Wednesday 20 March 2024

Carmen Peli
Peli Partners, Bucharest

Delia Lepadatu
Peli Partners, Bucharest

In today's interconnected world, the European Union plays a crucial role in shaping policies that not only impact its Member States, but also influence global standards and practices. Directive 2021/2167 (the 'NPL Directive') represents a pivotal regulatory measure within the EU, focusing on the oversight and operation of credit servicers and purchasers. The NPL Directive sets crucial guidelines aimed at enhancing the functioning and integrity of credit markets across Member States. For Romania, the transposition of the NPL Directive into national law has been significantly delayed, even though it has significant implications for the financial sector. This article explores the transposition into Romanian legislation, offering insights into the implications for both credit servicers/purchasers and pre-existing financial entities within the country's legislative landscape.

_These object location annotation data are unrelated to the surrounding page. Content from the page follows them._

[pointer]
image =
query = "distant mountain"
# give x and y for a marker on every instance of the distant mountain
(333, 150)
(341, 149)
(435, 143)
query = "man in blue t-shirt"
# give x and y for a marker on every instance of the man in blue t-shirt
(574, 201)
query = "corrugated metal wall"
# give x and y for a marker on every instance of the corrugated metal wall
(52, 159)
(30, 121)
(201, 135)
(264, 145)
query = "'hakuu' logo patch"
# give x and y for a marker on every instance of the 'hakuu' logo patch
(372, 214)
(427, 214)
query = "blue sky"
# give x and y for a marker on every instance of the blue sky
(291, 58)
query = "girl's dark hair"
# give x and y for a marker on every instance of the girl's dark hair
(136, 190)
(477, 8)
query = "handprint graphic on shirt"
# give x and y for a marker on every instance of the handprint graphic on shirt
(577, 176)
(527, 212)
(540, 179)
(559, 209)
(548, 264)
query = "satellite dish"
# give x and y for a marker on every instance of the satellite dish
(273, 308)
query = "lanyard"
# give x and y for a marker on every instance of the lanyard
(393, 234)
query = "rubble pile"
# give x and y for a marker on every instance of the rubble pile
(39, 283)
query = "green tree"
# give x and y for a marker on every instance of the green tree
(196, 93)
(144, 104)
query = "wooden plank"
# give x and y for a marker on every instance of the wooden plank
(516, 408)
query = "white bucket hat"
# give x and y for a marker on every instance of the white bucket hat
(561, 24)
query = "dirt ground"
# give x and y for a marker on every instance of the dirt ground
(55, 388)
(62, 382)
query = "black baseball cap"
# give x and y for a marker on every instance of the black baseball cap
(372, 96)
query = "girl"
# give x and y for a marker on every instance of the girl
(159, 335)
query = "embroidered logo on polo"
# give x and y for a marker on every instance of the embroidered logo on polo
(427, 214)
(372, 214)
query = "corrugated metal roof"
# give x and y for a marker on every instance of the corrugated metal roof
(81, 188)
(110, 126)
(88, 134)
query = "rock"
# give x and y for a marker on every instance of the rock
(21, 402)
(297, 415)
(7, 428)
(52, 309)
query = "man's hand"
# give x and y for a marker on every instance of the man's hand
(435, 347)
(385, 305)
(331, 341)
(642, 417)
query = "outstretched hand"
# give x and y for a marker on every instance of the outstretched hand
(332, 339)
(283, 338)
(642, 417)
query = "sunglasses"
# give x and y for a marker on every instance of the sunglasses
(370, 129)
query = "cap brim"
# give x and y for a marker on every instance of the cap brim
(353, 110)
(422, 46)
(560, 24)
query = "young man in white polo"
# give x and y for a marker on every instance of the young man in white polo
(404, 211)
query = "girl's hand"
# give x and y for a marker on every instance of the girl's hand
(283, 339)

Proposed implementation laws

The NPL Directive is intended to be transposed by two draft bills, which were set for public debate:

  • a draft government emergency ordinance designed to transpose the NPL Directive (the 'Proposed GEO'); and
  • a draft order issued by the National Bank of Romania ('NBR'), outlining the obligation of Romanian credit institutions to report on the assignment of non-performing loans (the 'Proposed NBR Order').

A third draft law was also up to debate, proposed by the National Authority for Consumer Protection ('NACP') and similar in substance to the Proposed GEO. However, amid the urgency prompted by an already expired implementation deadline, the NACP's proposal was dropped and replaced with the Proposed GEO, which ensures a faster implementation process and prohibits Romania from facing a potential infringement claim.

Main aspects included in the Proposed GEO

The Proposed GEO outlines the rules that must be observed by credit administrators and NPL buyers, including authorisation requirements, obligations applicable throughout their activity, reporting matters and any sanctions that can be enforced in case the mandatory provisions are not observed. The main supervisory responsibilities are split between the NACP and NBR according to the Proposed GEO, with the NACP having a key role in this field, as it did in the past when the specific legislation for debt recovery companies was first introduced in 2016. However, the regulatory status of debt recovery entities under the Proposed GEO is relatively unclear. Currently, these entities are regulated solely for servicing consumer loans and operate under less stringent requirements compared to those outlined in the Proposed GEO. Consequently, it's plausible that credit servicing activities provided by these entities will necessitate separate licensing under the Proposed GEO.

In addition, the Proposed GEO outlines that purchasers of NPLs have the option to appoint various licensed entities for credit servicing activities. Credit institutions, in line with the NPL Directive, will not require additional authorisation to conduct credit servicing activities. However, it remains ambiguous whether non-banking financial institutions and debt recovery entities will benefit of the same exception or if they require further authorisation under the Proposed GEO.

Finally, the Proposed GEO provides that the sellers of NPLs must provide the purchasers with comprehensive information regarding the NPLs and their security, without compromising the protection of the underlying data and the confidentiality of commercially sensitive information. This aims to facilitate the evaluation of the future recoverability of these assets.

Main aspects included in the Proposed NBR Order

Starting on 30 June 2024, credit institutions will have to submit quarterly reports to the NBR to detail the assigned non-performing loans and their respective purchaser(s). Key information pertaining to the purchaser must be provided in the reporting items, including their identity, Legal Entity Identifier (LEI) code, registered office and representatives (if applicable). Detailed data concerning the assigned NPLs will also be included in the reports, encompassing aspects such as the total outstanding balance, quantity of assigned loans, types of existing security, presence of consumer loans, currency denomination and total discount granted to the purchaser.